TotalCloud Insights: Safeguarding Your Cloud Database from SQL Server Threats and Lateral Movement Risks

Rahul Pareek

Last updated on: June 3, 2024

Introduction

In today’s tech-driven world, cloud computing has completely changed how businesses store and manage their data. It offers many advantages, like flexibility, scalability, and cost savings, making it a go-to choice for organizations of all sizes. Keeping your data secure, especially in databases, is crucial, as cybercriminals always seek ways to gain unauthorized access to sensitive information.

Ensuring your database’s safety in the cloud is a top priority. A data breach can be disastrous, leading to financial losses, legal trouble, and damage to your reputation. Understanding comprehensive database security strategies is essential to protect your valuable data from ever-evolving digital threats.

In this blog, we will dive deep into the world of database security in the cloud. We’ll explore challenges and show you some of the best database protection practices. We’ll cover everything from the basics of database security to more advanced topics like encryption and access controls.
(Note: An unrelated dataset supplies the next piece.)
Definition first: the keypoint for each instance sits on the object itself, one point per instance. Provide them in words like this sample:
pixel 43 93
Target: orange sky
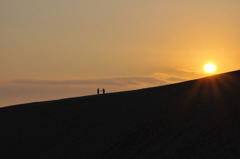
pixel 55 48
Recent Attacks & Emerging Threats: Azure SQL Server Lateral Movement

Microsoft’s security experts discovered a troubling cyberattack. The attackers tried to break into a cloud environment by targeting a SQL Server instance. This is a significant change from the usual methods in other cloud services like Virtual Machines (VMs) and Kubernetes clusters.

SQL Server Lateral Movement: Emerging Threats and Defense Strategies

The attackers could infiltrate the victim’s environment by exploiting a critical SQL injection vulnerability in one of their applications. SQL injection is a security vulnerability where hackers use tools like SQLMap, Havij, SQLNinja, BSQL Hacker, NoSQLMap, and MSSQL Injection Tools to inject unauthorized SQL code through user inputs to access databases and sensitive data. In this case, once they gained access, the attackers could elevate their permissions within a Microsoft SQL Server instance hosted on an Azure Virtual Machine (VM). With these elevated permissions, they attempted to infiltrate additional cloud resources by manipulating the server’s cloud identity. It’s important to note that cloud identities are widely used in various cloud services like SQL Server, and they can hold permissions that enable actions within the cloud.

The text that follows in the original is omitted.